1. Who We Are
This Privacy Policy is issued by The Malaysian DotCom Sdn Bhd (Company No. 738717-A / 200601018964), doing business as TheMalaysian.com, a company incorporated in Malaysia and registered at Suite B-5-8, Plaza Mont Kiara, No 2, Jalan Kiara, Mont Kiara 50480, Kuala Lumpur, Malaysia.
For the purposes of the Personal Data Protection Act 2010 (PDPA) as amended by the Personal Data Protection (Amendment) Act 2024, The Malaysian DotCom Sdn Bhd is the data controller — meaning we determine how and why your personal data is processed.
This policy applies to all visitors, enquirers, customers and users of our website at themalaysian.com, our services (web design, web hosting, content maintenance, AI automation, outsourcing and white label services), and any communications you have with us by phone, email or other means.
Plain language summary: TheMalaysian.com is responsible for your data. We collect it to provide our services. We do not sell it. We protect it. And we will always tell you what we are doing with it.

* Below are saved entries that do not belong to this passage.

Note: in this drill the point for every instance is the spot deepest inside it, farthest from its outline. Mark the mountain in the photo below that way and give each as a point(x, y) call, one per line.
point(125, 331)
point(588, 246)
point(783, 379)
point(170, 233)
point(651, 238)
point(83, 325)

2. What Personal Data We Collect
We only collect personal data that is necessary for the purposes set out in this policy. Depending on how you interact with us, this may include:
| Category | Examples | How collected |
|---|---|---|
| Identity data | Full name, company name, job title | Contact forms, quote requests, email |
| Contact data | Email address, phone number, mailing address | Contact forms, quote requests, WhatsApp, phone calls |
| Billing data | Invoice details, payment records | Order placement, billing system |
| Technical data | IP address, browser type, device type, pages visited, time on site | Automatically via cookies and Google Analytics |
| Communications data | Content of emails, WhatsApp messages, support tickets, call notes | When you contact us directly |
| Business content data | Company profile, logo, photos, product descriptions provided for website build | Provided by you as part of service delivery |
We do not collect sensitive personal data as defined under the PDPA (health data, biometric data, political opinions, religious beliefs) unless you specifically and voluntarily provide it in the course of our communications, in which case it will be treated with heightened protection and not shared with any third party.
We do not collect credit card numbers or payment card details directly. All payment processing is handled by licensed third-party payment processors. We retain only payment confirmation records for billing and accounting purposes.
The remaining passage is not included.